In the formula $$ e^{-\lambda}\frac{\lambda^k}{k!} $$ $\lambda$ is the estimated rate times the time interval, that would be the expected number of occurrences during the given time interval. In this case, the average is $5$ per second and the time period is $1$ second, so $\lambda=5$.
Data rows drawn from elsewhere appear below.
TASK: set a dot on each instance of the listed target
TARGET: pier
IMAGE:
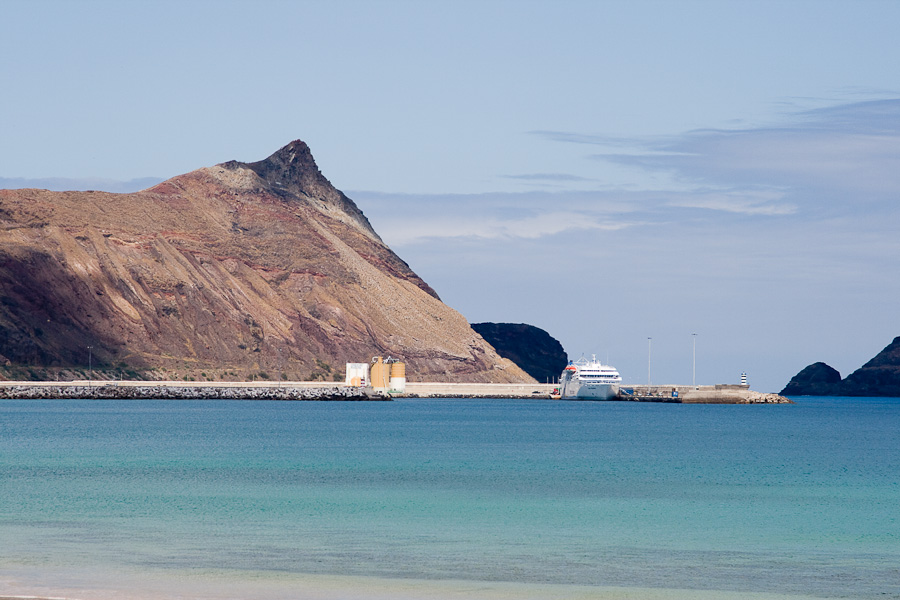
(319, 390)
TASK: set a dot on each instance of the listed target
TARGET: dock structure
(698, 394)
(319, 390)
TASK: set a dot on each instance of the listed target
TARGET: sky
(624, 175)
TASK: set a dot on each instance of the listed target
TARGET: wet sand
(267, 586)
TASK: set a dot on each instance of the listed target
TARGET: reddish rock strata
(233, 271)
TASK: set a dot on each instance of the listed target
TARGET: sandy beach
(267, 586)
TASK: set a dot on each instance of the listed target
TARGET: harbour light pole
(90, 365)
(694, 372)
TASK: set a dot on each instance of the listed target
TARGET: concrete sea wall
(173, 390)
(317, 390)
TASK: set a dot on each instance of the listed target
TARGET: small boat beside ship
(589, 380)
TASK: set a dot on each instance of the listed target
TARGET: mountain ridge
(229, 271)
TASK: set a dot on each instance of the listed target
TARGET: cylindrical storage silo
(398, 378)
(381, 374)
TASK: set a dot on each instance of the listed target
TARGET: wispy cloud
(548, 177)
(61, 184)
(825, 156)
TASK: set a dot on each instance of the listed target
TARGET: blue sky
(608, 171)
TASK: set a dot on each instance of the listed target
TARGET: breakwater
(174, 390)
(681, 394)
(699, 394)
(317, 390)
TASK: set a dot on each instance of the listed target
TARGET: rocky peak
(291, 168)
(292, 173)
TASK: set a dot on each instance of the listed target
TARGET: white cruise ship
(589, 380)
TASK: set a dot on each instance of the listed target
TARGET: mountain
(878, 377)
(818, 379)
(235, 271)
(533, 349)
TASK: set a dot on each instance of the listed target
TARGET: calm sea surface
(799, 499)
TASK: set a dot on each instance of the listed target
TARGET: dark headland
(878, 377)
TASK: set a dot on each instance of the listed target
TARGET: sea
(450, 498)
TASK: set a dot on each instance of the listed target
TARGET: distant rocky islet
(878, 377)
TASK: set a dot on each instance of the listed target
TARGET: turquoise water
(798, 499)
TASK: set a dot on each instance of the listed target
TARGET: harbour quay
(680, 394)
(318, 390)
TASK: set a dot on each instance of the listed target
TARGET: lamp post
(694, 372)
(90, 366)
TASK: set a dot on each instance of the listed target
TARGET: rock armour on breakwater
(156, 392)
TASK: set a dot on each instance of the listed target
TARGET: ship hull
(578, 391)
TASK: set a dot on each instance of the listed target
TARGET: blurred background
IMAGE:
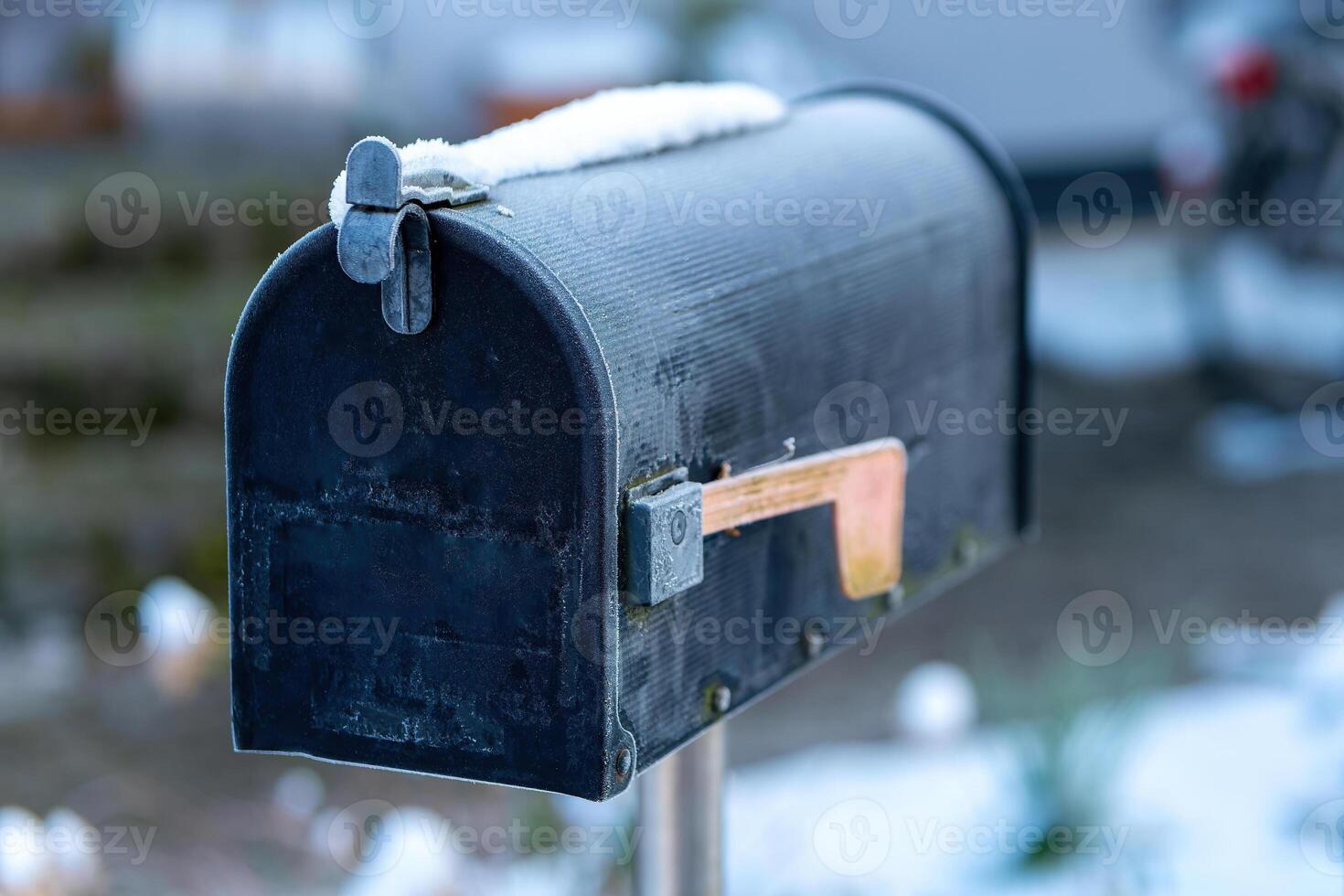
(1187, 165)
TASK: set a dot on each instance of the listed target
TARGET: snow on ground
(1223, 787)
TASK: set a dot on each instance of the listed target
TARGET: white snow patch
(606, 126)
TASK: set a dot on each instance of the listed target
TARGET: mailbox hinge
(386, 235)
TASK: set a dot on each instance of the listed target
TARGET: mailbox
(531, 483)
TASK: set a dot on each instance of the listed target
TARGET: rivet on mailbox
(514, 420)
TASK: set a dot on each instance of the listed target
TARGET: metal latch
(668, 518)
(385, 237)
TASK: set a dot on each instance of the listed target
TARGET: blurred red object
(1247, 74)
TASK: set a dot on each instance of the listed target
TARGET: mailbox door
(420, 571)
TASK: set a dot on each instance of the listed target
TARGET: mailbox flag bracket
(386, 235)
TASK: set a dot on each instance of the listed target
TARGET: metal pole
(682, 815)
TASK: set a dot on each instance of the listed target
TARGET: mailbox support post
(682, 815)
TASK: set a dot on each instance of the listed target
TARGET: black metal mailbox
(508, 465)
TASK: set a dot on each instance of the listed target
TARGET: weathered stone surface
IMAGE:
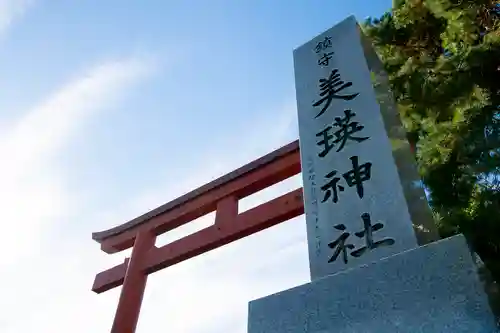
(434, 288)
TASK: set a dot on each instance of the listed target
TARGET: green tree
(443, 61)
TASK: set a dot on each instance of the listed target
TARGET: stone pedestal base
(433, 288)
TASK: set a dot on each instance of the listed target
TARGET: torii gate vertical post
(222, 196)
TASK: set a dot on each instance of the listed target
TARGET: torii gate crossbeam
(222, 196)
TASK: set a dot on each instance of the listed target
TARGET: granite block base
(433, 288)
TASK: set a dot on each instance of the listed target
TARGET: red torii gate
(222, 196)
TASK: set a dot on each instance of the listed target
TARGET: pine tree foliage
(443, 61)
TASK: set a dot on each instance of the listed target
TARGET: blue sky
(111, 108)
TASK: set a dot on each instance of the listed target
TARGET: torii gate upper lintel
(221, 196)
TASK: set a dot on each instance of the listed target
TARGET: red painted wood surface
(221, 196)
(129, 304)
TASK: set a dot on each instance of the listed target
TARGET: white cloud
(11, 10)
(33, 195)
(203, 295)
(210, 293)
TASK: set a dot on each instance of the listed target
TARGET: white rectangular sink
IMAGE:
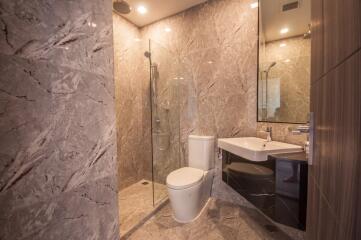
(255, 149)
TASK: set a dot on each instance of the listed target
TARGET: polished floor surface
(136, 203)
(219, 220)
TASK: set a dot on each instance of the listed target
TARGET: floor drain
(271, 228)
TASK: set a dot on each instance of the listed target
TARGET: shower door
(164, 94)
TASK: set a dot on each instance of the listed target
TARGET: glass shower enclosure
(165, 121)
(158, 74)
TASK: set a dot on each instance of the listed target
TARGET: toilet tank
(201, 152)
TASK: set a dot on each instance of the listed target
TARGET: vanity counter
(300, 157)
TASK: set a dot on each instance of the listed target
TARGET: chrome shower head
(121, 7)
(147, 54)
(271, 66)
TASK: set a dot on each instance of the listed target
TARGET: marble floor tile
(219, 220)
(136, 203)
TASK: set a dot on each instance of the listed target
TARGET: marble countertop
(299, 157)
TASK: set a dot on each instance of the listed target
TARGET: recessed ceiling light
(254, 5)
(284, 30)
(142, 9)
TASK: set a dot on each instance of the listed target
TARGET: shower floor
(136, 204)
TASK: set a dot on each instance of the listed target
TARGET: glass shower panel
(164, 86)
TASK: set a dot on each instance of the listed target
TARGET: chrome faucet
(269, 134)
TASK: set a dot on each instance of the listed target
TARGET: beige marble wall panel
(216, 43)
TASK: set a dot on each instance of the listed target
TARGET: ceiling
(274, 19)
(157, 9)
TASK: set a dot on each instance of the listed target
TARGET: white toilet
(189, 188)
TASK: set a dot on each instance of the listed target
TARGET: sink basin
(255, 149)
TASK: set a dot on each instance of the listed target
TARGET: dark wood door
(334, 192)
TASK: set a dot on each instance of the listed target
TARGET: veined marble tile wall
(57, 121)
(217, 45)
(131, 74)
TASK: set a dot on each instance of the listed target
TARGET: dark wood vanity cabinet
(277, 187)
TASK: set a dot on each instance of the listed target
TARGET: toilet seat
(184, 178)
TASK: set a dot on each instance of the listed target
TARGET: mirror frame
(258, 33)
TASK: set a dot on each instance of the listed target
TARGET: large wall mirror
(284, 61)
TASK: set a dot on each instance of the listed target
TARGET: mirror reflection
(284, 61)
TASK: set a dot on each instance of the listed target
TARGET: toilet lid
(184, 178)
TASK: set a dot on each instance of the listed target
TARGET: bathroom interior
(169, 119)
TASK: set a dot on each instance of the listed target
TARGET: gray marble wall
(57, 120)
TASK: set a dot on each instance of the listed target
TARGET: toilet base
(194, 219)
(187, 204)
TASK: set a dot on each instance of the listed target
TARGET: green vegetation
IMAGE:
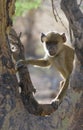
(24, 5)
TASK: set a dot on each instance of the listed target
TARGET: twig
(56, 15)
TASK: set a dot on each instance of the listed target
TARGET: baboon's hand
(56, 103)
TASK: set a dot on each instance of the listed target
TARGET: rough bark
(13, 113)
(75, 18)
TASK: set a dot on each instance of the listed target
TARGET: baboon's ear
(64, 37)
(43, 37)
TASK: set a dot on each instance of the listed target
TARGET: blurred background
(32, 17)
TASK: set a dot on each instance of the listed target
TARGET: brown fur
(58, 55)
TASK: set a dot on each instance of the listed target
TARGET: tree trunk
(15, 108)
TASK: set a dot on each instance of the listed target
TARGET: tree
(15, 108)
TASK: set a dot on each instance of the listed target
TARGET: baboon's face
(53, 42)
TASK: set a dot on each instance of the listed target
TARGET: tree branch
(26, 85)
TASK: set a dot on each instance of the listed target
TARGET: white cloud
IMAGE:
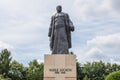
(90, 10)
(105, 48)
(109, 41)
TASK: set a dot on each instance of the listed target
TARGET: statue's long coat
(68, 26)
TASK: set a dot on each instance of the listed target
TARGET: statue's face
(59, 8)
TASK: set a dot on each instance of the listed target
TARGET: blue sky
(24, 28)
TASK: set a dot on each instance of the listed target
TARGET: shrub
(113, 76)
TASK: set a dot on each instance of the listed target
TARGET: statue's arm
(70, 23)
(50, 28)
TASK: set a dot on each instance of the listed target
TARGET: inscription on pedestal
(60, 67)
(60, 71)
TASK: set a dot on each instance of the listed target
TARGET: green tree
(113, 76)
(35, 71)
(2, 78)
(5, 59)
(16, 70)
(86, 78)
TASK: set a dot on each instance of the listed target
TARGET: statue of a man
(60, 32)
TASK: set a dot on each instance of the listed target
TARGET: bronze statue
(60, 32)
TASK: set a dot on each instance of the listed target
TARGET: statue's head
(59, 8)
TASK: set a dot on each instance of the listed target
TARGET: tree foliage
(5, 60)
(113, 76)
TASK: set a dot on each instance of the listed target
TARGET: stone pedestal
(60, 67)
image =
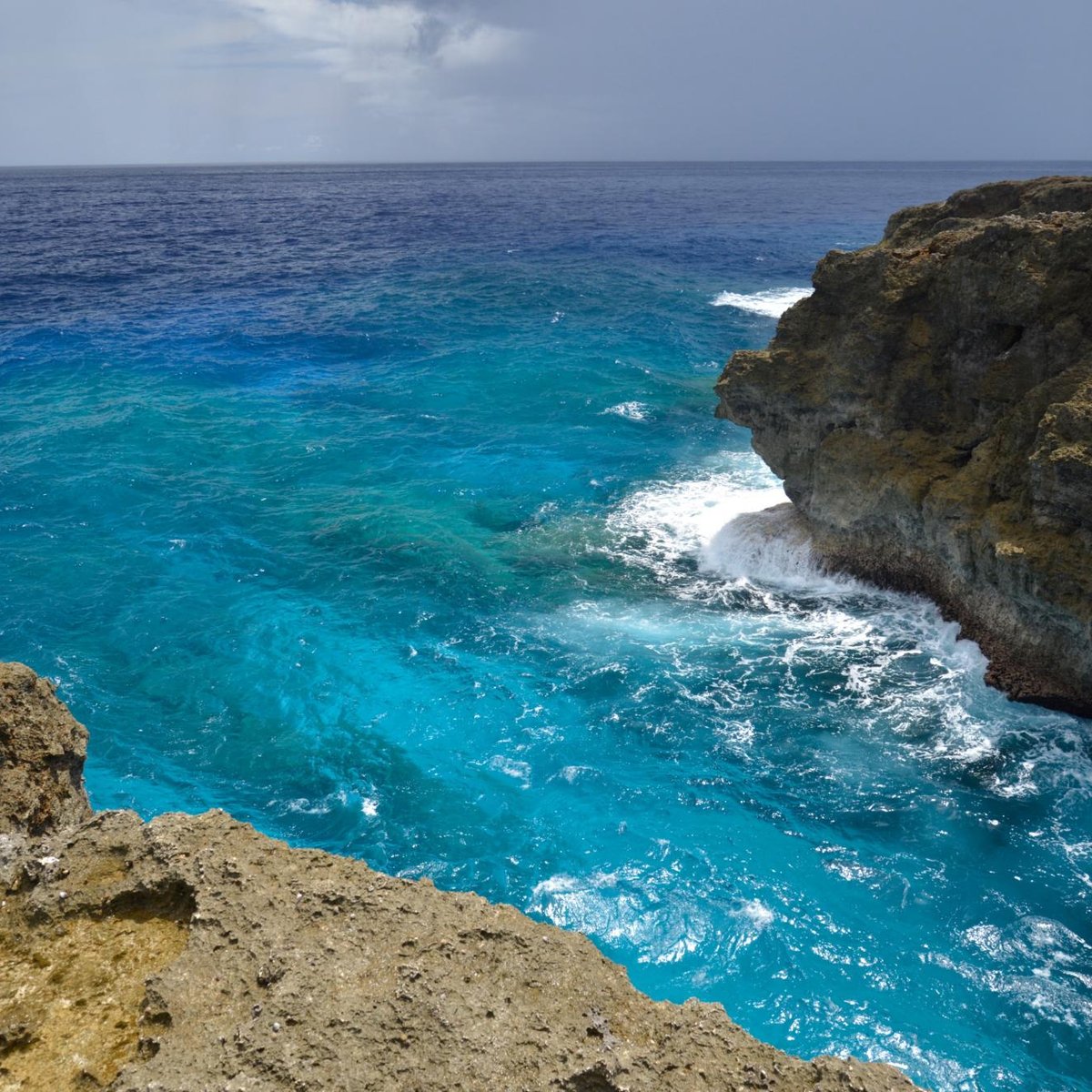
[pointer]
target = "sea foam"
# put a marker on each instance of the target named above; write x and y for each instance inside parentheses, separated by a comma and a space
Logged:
(773, 301)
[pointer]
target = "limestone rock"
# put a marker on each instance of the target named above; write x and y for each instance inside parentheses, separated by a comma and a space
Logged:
(192, 953)
(42, 753)
(929, 409)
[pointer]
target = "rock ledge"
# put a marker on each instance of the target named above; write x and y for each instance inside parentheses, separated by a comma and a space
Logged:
(192, 954)
(929, 409)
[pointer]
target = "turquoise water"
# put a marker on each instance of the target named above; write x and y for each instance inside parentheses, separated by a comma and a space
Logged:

Say we wanted to compute the probability that only $2$ events happen in the next $2$ seconds. Then $\lambda=10$ ($2$ seconds times $5$ per second) and so we get $$ e^{-10}\frac{10^2}{2!}=0.00227 $$

Explanation:

Let $\lambda$ be the expected number of events in a given time interval. Then the Poisson assumption is that the probability that an event will happen in a given $\frac1n$ slice of that time interval is $\frac\lambda n$. Let's compute the probability that $k$ events happen in that same time interval. The chance that more than one event happens in one $\frac1n$ slice of the time interval is so small that we can ignore it. The binomial estimate says that the probability that we have exactly $k$ events is $$ \binom{n}{k}\left(1-\frac \lambda n\right)^{n-k}\left(\frac \lambda n\right)^k $$ That is, $\left(1-\frac \lambda n\right)^{n-k}\left(\frac \lambda n\right)^k$ is the probability of $n-k$ non-events and $k$ events. Furthermore, there are $\binom{n}{k}$ different ways to arrange the $k$ events and $n-k$ non-events.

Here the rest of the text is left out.